The production, thankfully, more than backs up woods’ work. As do the carefully chosen features. Kenny Segal’s work here isn’t catchy in the way that some of the beats from Hiding Places are, but that clearly isn’t the intention. The album is a reflection of a pretty chaotic space of mind, the chaos of touring, always on the move, cheap hotels and Easyjet flight delays — the music reflects this. What stands out is the interlude in the middle of the record of jazz instrumentals, or the low foghorn-type sound that crops up a couple of times on Hangman. For an album to be able to move from jazz instrumentals all the way to industrial hip-hop sounds (as on Babylon by Bus, those drums are incredibly punchy) speaks volumes about the ability of Segal as a producer.

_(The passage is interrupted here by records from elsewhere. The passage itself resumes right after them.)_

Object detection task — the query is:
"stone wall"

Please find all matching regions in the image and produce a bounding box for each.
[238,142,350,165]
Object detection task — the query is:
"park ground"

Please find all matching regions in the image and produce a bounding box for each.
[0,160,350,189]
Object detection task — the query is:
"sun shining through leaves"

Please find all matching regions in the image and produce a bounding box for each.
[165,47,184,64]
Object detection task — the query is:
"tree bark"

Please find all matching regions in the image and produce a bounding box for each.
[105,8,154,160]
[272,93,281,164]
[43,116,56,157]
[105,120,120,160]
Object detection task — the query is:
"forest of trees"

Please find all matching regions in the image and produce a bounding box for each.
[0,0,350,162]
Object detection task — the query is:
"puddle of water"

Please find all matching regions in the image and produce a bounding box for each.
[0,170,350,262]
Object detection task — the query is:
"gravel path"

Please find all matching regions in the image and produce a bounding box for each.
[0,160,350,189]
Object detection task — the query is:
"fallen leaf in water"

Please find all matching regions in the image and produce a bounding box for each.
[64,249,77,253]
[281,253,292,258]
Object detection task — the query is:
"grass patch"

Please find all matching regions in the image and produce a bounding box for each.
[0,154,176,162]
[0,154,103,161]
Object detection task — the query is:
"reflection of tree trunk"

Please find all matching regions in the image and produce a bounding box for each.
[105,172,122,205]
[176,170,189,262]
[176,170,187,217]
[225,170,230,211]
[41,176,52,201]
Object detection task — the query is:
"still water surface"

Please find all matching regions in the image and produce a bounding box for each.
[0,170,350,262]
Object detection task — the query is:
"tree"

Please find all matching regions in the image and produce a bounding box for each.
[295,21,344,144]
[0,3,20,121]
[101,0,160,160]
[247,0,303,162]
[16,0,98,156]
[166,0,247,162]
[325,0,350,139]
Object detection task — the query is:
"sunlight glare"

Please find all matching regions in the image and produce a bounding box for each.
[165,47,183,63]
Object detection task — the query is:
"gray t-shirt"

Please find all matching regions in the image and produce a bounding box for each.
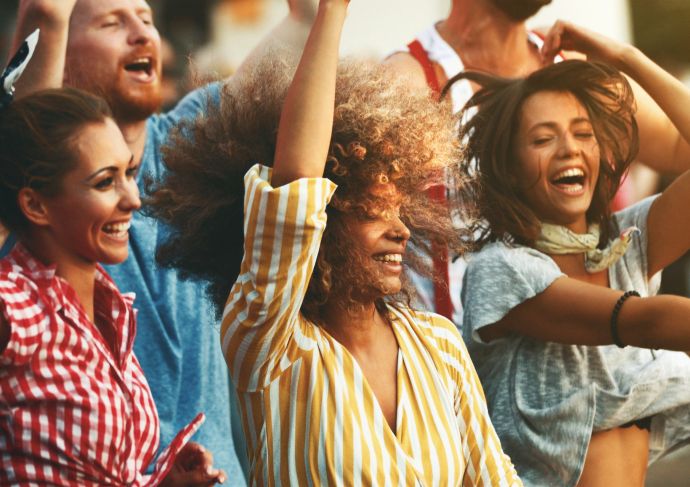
[462,197,690,486]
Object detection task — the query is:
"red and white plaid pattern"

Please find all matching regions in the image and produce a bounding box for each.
[0,244,167,486]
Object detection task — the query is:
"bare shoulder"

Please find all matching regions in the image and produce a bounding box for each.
[383,51,427,89]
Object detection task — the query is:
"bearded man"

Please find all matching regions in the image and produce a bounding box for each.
[385,0,690,326]
[6,0,313,485]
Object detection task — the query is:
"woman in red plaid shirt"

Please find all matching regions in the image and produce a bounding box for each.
[0,84,224,486]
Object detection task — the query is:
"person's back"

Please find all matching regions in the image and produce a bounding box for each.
[385,0,550,325]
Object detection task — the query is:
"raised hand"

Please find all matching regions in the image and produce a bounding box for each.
[287,0,319,25]
[161,442,226,487]
[541,20,628,68]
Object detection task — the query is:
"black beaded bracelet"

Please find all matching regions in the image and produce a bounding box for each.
[611,291,640,348]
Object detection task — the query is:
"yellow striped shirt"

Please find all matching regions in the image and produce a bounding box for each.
[221,165,522,486]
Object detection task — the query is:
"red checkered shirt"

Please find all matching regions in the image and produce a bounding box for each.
[0,244,203,486]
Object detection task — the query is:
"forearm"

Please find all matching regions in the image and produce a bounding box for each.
[11,0,72,97]
[618,295,690,351]
[272,0,347,186]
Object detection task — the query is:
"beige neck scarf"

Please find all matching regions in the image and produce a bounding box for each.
[535,223,640,274]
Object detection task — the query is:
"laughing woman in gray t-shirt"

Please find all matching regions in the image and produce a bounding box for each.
[446,23,690,486]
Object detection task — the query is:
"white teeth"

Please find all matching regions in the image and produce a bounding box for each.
[562,183,584,193]
[374,254,402,263]
[103,222,131,236]
[553,167,585,181]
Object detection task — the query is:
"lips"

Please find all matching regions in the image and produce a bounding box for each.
[549,167,586,194]
[124,56,157,83]
[103,222,132,240]
[374,254,402,264]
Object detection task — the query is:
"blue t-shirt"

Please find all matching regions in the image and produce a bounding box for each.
[101,85,246,485]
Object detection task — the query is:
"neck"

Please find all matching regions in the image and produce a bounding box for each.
[322,302,389,352]
[437,0,541,78]
[22,230,96,323]
[117,119,146,164]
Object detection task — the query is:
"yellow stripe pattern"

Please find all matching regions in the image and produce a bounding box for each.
[221,165,522,486]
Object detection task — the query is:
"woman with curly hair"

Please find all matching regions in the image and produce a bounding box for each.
[148,0,521,486]
[458,23,690,486]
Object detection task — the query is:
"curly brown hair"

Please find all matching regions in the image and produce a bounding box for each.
[148,53,464,322]
[444,60,638,247]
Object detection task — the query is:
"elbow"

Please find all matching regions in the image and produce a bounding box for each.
[612,297,660,348]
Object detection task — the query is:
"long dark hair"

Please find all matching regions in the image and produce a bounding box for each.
[444,60,638,247]
[148,56,462,322]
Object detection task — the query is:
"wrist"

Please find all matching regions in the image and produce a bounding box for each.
[18,0,72,31]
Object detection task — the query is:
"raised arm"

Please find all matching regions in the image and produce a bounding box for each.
[479,277,690,351]
[10,0,77,97]
[542,21,690,174]
[271,0,349,186]
[544,22,690,277]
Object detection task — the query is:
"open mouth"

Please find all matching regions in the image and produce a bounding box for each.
[550,168,585,193]
[103,222,132,240]
[125,57,154,80]
[373,253,402,273]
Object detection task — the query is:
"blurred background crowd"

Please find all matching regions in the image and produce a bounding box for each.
[5,0,690,101]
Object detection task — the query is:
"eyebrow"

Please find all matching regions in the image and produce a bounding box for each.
[84,154,134,183]
[529,117,592,132]
[93,4,153,22]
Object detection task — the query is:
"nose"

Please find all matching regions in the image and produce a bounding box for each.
[387,216,410,245]
[128,15,158,45]
[558,132,579,158]
[119,180,141,212]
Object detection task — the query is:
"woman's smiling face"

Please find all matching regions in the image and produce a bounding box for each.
[38,119,141,264]
[514,91,600,233]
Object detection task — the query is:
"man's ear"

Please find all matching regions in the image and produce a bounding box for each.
[17,188,50,226]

The features across the board are great, too. Appearances from Danny Brown, Quelle Chris, Sam Herring, Elucid and more ground the album further, though part of me does wish that woods stuck entirely to his focus on his own experiences for the record. The features add beautifully to the music, and fit the tracks that they appear on (Brown’s feature on Year Zero is bound to be a future classic verse, it’s so disjointed and bizarre in its flow but has multiple extremely funny punchlines) but at the same time woods’ position as the focus of the album is temporarily disrupted. Again, I do enjoy the features in and of themselves and I think they compliment the songs they’re on, but the album thematically suffers *slightly* because of them.
I’m still floored by Maps, even a while after first listening. Replays continue to be more rewarding as more information and more references become clear, the themes continue to build, etc. Others have covered this album very well – I particularly enjoyed Professor Skye’s YouTube review/analysis of the record. His channel is fantastic across the board — an academic approach to hip-hop with seriously detailed reviews. Skye goes into far better detail than I think I ever could.
And finally, I’ll leave you with my current favourite few lines (which change consistently, but right now, I can’t get over these few) and then the last lines of the album — both feel like light jabs to the heart. Thanks for reading.
‘Play stupid games, you flyin’ Easyjet,
Bratislava, Utrecht,
Something felt off before I even left
So when I saw the missed calls, I knew what was next
Didn’t have to open the text
Stupid prizes, couple’s therapy on Zoom
It’s a train wreck.’
//
‘I’m in the park with the baby on the swing
When it hits me crazy, anything at all could happen to him
He been climbing higher and higher on the jungle gym
Running faster, sometimes pushing other kids
Tear-streaked apologies, balled fists, it’s a trip
That this is something we did
I kiss her on the lips
I watch him grow, wondering how long I got to live’
Some of the most flooring final lines to any rap album I’ve heard, ever. Maybe to any album I’ve heard generally!